People naturally pay more attention to negative thoughts and feelings than to positive ones. It’s the way our brains work, and social scientists call it negativity bias. It’s all about how bad thoughts and experiences weigh more heavily on us than good ones do.
There’s a good reason we’ve evolved a negativity bias: It has helped us survive. When we hear a rustling in the woods, it’s wiser to think the worst – that’s it a tiger or bear – until we know otherwise. Usually, it will be nothing, but once in a while, thinking the worst will save our lives.
We’re not often chased by lions, tigers, or bears anymore, but our negativity bias has stayed with us all these millennia. It’s why negative advertising works. The negative traits we hear about are much easier to remember than the positive ones. It’s why marketers know that they just need to mention a few negatives about a competitor’s product to get people to switch. We are ever wary of what could go wrong.

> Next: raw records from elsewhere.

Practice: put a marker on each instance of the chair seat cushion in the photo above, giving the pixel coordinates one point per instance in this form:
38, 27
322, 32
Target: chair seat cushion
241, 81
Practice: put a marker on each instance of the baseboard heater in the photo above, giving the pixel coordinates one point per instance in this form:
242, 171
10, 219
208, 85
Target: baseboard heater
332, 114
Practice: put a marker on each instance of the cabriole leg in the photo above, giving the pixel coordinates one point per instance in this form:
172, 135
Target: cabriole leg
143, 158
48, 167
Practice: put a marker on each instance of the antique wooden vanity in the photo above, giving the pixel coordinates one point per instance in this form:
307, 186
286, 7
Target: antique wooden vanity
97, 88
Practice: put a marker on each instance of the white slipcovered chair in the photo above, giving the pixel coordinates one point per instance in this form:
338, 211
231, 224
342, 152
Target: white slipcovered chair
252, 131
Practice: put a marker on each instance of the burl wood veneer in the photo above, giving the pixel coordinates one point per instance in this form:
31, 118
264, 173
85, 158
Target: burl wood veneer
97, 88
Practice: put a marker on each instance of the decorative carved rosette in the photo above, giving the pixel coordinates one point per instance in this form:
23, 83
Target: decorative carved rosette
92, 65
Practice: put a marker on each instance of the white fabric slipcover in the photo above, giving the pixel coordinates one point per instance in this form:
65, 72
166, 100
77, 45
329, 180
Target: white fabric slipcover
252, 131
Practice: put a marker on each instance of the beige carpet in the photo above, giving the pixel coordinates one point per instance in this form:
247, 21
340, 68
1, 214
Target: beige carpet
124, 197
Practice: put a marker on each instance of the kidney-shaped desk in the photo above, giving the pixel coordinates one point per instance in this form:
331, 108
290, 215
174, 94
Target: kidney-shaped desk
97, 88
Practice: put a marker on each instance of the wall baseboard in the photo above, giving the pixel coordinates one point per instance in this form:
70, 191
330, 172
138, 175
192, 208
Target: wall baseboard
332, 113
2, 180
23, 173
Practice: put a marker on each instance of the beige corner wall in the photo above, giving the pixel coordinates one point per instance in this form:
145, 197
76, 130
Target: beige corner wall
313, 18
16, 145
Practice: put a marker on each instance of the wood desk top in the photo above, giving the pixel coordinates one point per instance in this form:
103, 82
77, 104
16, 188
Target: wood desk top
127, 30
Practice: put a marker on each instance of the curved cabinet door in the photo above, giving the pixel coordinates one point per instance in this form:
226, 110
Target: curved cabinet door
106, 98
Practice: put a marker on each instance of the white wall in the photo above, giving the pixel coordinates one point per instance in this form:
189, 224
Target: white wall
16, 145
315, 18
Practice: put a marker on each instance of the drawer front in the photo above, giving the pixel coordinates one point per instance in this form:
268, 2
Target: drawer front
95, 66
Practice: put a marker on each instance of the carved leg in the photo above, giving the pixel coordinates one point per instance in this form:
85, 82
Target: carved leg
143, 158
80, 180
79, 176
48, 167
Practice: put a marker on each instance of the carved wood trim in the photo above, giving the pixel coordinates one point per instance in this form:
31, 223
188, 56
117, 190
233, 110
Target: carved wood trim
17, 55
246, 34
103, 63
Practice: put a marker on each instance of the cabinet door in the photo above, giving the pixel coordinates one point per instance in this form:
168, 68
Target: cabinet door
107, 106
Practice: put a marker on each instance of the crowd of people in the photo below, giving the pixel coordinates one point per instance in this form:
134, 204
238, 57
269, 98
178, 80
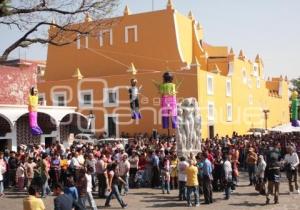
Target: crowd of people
109, 170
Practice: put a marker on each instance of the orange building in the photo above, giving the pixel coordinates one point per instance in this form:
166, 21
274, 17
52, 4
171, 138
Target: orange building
94, 75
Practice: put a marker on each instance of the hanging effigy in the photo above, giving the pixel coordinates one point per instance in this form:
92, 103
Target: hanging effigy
168, 91
32, 108
295, 103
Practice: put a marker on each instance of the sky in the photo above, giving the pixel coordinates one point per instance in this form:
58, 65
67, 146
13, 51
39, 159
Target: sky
268, 27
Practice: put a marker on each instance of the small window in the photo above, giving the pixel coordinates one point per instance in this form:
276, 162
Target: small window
111, 97
59, 99
211, 114
228, 87
86, 98
131, 34
210, 85
106, 37
229, 112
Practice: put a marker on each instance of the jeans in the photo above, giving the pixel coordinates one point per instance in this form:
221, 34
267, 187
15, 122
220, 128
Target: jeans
116, 193
292, 176
1, 187
101, 185
126, 186
182, 190
252, 172
45, 189
195, 190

In a recent paper, Zakary Tormala and Aaron Snyder of the Stanford Graduate School of Business found that when we’re trying to make a rational decision and list the “pros” and “cons” around an issue, the cons carry more weight with us – even if the positives and negatives seem equally relevant and compelling. For example, pointing out a few negatives about a really great job candidate make us much more uncertain about our opinions than the opposite would – pointing out the really good traits of a weaker job candidate.
That has a lot of implications for how we market products and how we persuade people to make a decision in our favor. And the implication for investment? Perhaps it’s that it’s important to keep the negatives in perspective.
Investors think about negatives all the time. They train themselves to consider all the things that can go wrong because they must. Doing so is an essential part of being a good investor. But at the same time, investors also must think carefully about the glaring flaws that others see so readily — and consider whether they really are so glaring.
It often is easier to see what’s wrong with something than what’s right. It can be easier to tear apart another person’s investment thesis than to come up with a positive one on your own. And it very often is easier to run for the hills when bad news hits than it is to stay the course when you should.
No investment is perfect. If it were, then its price would be too rich to make for a good opportunity. And if something comes at a bargain price, it almost always is cheap for a reason. Value investors know that cheap stocks get cheap because they have flaws that have been identified and widely recognized. The challenge is to understand the flaws you can live with while getting the bigger things right.